SDE vs ODE: Mathematical Foundations of Score-based Diffusion

Stochastic vs Deterministic. Same distribution, different paths.

TL;DR

SDE (Stochastic DE): Probabilistic paths with noise, theoretical basis of DDPM
ODE (Ordinary DE): Deterministic paths, basis of DDIM and Flow Matching
Probability Flow ODE: An ODE with the same marginal distribution as SDE
Key Difference: SDE = more diversity, less speed; ODE = less diversity, more speed

1. Why Differential Equations?

The Essence of Diffusion

Diffusion models are transformations between two distributions:

Forward: Data $p_{\text{data}}$ → Noise $\mathcal{N}(0, I)$
Reverse: Noise $\mathcal{N}(0, I)$ → Data $p_{\text{data}}$

Modeling this transformation in continuous time gives us differential equations.

Discrete vs Continuous

DDPM (discrete):

$x_{t-1} = \frac{1}{\sqrt{\alpha_t}}\left(x_t - \frac{1-\alpha_t}{\sqrt{1-\bar{\alpha}_t}}\epsilon_\theta(x_t, t)\right) + \sigma_t z$

Continuous-time SDE:

$dx = f(x, t)dt + g(t)dw$

The continuous-time view is more flexible and enables various sampler designs.

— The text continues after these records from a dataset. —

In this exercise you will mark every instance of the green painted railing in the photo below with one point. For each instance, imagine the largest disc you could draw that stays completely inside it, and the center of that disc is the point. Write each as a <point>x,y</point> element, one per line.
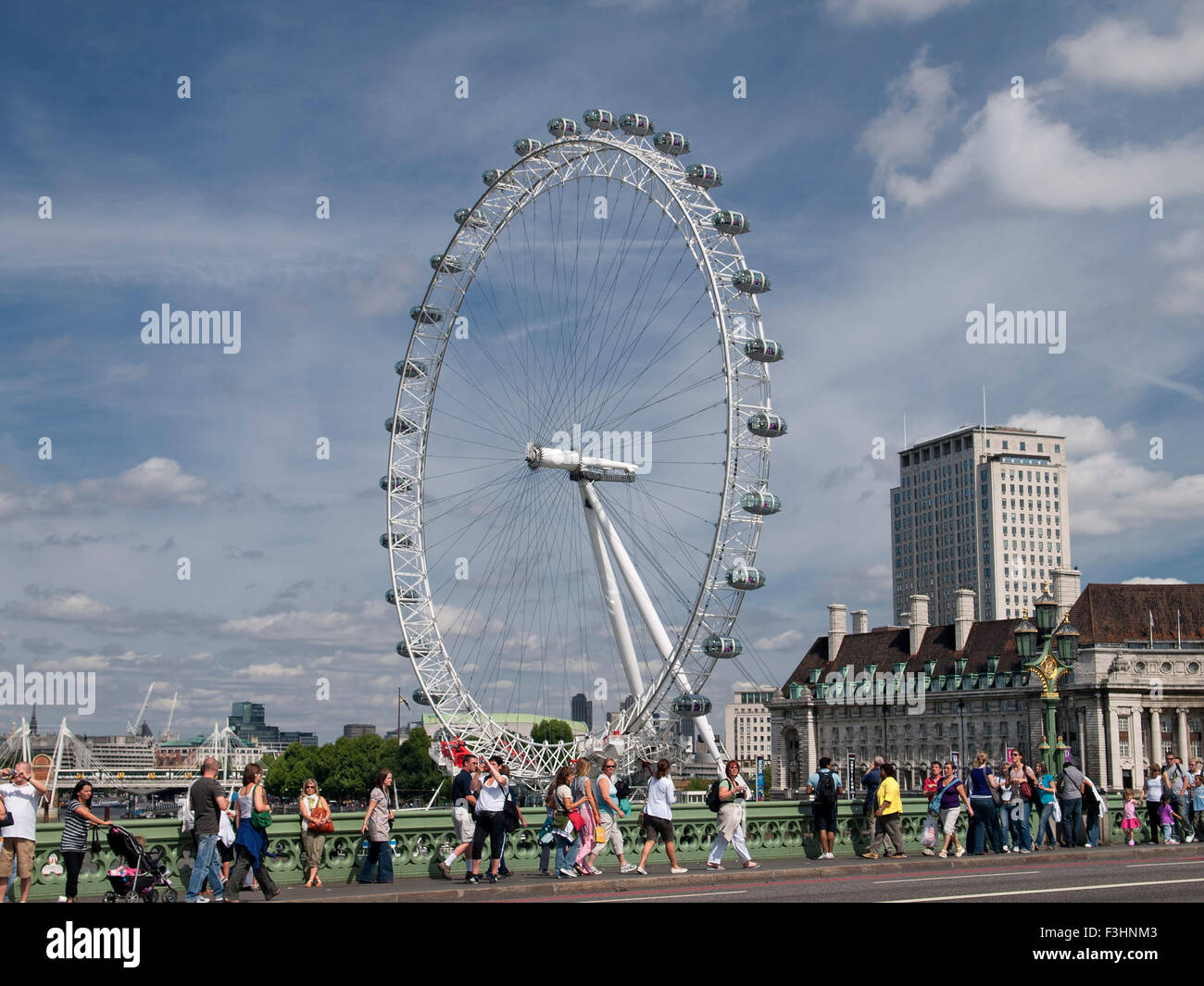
<point>774,830</point>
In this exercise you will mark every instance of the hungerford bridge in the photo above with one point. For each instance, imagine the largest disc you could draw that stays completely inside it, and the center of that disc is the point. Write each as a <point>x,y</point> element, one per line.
<point>136,765</point>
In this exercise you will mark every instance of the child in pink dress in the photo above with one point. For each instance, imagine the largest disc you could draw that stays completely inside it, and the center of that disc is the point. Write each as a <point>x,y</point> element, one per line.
<point>1130,821</point>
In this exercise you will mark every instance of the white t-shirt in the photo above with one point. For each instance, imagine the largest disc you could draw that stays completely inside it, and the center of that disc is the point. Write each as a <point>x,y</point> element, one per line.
<point>661,794</point>
<point>20,803</point>
<point>492,796</point>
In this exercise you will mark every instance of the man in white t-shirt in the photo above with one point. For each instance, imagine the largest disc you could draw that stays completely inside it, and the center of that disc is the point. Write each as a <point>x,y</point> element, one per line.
<point>22,794</point>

2. Forward SDE: From Data to Noise

Variance Preserving SDE (VP-SDE)

The continuous SDE corresponding to DDPM:

$dx = -\frac{1}{2}\beta(t)x \, dt + \sqrt{\beta(t)} \, dw$

Where:

$\beta(t)$: noise schedule (noise intensity over time)
$dw$: Wiener process (Brownian motion)

Variance Exploding SDE (VE-SDE)

The SDE corresponding to SMLD/NCSN:

$dx = \sqrt{\frac{d[\sigma^2(t)]}{dt}} \, dw$

Where $\sigma(t)$ is the noise scale increasing over time.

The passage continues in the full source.